In a few moments these children will be brought forward to the Elders. And these men, who have been called by God and ordained as His servants, will invoke God’s blessing upon these little ones.

As this is happening we all need to be asking ourselves the question "How can I help these children to live a full and happy Life?" We all should be offering a prayer on behalf of the welfare of these children and in support of their parents. We all need to be making a covenant with our heavenly father to be the best examples we can be as they look to us as role models for their own development.

And as we consider the words that are spoken may we remember the responsibilities we have in our own families and that God is ever present to guide us , counsel us, and strengthen us as we seek to establish his kingdom by building strong and healthy family relationships.

General Douglas Macarthur wrote a prayer for his newborn son that sums up what I feel should be the prayer of all parents for their children. In closing, I want to share it with you on this day in which we celebrate God’s gift of children.

“Build me a son O Lord who will be strong enough to know when he is weak, and brave enough to face himself when he is afraid; one who will be proud and unbending in honest defeat and humble and gentle in victory.

Build me a son whose wishbone will not be where his backbone should be; a son who will know Thee and that to know himself is the foundation stone of knowledge.

Lead him I pray, not in the path of ease and comfort but under the stress and spur of difficulties and challenge. Here let him learn to stand up in the storm; here let him learn compassion for those who fail.

Build me a son whose heart will be clean, whose goal will be high; a son who will master himself before he seeks to master others; one who will learn to laugh yet never forget how to weep; one who will reach into the future and yet never forget the past.

And After all these things are his, add, I pray. enough of a sense of humour, so that he may always be serious, yet never take himself too seriously. Give him humility, so that he always remember the simplicity of greatness, the open mind of true wisdom, the meekness of true strength.

Then I his father, will dare to whisper, I have not lived in vain.”

SAMPLE PRAYER OF BLESSING

Oh God, our heavenly Father, on behalf of (parents), we approach your throne of grace to present their new born child , (name of child) for a blessing.

We thank you for opportunities such as this that allow us to seek you out for a particular blessing. We know that the blessing of children is important for their development in righteous living. This was demonstrated so very clearly as your Son took the children into his arms and placed his hands upon them and blessed them.

We are also very thankful for the life of this child, (name of child). He is culmination of the love between his parents and as co-creators with you they proudly present him this day for your blessing.

As we consider this child’s future we realize that there remains so much that is so uncertain. We know that there will be many trials and tribulations , but we also know that if he follows a path of righteousness and if he receives proper training and instruction, he will grow into a mature, loving, caring and responsible person.

We pray Father, that he may develop a respect for his parents and others. May he always bring joy and happiness into others lives. May he learn to depend on you in times of despair and sadness. But also may he acknowledge you during the happy and joyous times in his life.

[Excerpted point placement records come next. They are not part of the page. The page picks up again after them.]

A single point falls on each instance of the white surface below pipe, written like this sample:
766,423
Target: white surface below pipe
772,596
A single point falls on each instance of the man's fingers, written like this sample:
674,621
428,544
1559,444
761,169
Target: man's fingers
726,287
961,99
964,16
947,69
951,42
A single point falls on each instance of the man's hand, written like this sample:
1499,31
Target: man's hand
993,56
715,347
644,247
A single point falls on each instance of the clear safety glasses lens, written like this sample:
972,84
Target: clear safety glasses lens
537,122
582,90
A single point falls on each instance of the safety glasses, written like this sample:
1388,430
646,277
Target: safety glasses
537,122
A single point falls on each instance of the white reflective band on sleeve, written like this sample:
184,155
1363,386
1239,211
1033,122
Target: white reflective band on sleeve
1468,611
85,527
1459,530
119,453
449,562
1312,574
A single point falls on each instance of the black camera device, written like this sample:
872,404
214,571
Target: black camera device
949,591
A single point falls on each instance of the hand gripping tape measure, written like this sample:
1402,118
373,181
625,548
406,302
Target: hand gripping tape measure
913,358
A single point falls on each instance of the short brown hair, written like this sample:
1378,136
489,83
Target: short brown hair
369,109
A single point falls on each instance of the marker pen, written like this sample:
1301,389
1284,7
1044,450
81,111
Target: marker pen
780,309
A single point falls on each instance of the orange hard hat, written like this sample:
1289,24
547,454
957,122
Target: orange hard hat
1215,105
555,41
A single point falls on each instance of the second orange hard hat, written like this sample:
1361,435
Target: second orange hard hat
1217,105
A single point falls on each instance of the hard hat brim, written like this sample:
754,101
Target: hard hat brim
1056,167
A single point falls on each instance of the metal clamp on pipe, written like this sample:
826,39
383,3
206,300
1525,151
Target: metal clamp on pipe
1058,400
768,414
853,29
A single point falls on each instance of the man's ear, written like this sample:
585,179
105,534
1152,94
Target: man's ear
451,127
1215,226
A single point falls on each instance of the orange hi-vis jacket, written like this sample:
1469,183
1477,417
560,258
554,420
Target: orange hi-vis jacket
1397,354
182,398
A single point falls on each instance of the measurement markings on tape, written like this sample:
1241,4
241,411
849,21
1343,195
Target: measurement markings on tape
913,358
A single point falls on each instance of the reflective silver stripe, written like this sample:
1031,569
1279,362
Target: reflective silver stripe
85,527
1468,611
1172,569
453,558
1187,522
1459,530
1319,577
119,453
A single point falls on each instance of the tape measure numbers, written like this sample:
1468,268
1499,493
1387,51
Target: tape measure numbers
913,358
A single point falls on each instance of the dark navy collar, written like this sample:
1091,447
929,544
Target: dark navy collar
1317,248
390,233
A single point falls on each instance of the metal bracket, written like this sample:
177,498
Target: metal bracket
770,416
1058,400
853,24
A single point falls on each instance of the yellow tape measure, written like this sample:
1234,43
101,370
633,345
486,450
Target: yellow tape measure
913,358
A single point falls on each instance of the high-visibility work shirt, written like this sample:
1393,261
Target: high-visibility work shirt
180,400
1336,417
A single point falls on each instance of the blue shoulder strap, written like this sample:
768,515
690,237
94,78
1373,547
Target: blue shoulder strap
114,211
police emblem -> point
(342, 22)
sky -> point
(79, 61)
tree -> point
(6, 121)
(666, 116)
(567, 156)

And so father we ask you to bless (name of child) with those gifts that will enable him to meet the challenges of life. May he always know that you love him and care for him as you do for all people.

May you bless (parents). Grant them the wisdom and courage to always seek what is best for (name of child). May they also know that you are always there to support them, love them and help them in their efforts to be kind loving parents.

And lastly may we, as his peers and elders, always be responsible in our associations with (name of child) May we always set a good example for him. May we be there to support and love him.

Father, we praise you for all things in life that are good. We praise you today for this child. May your blessing always be upon him.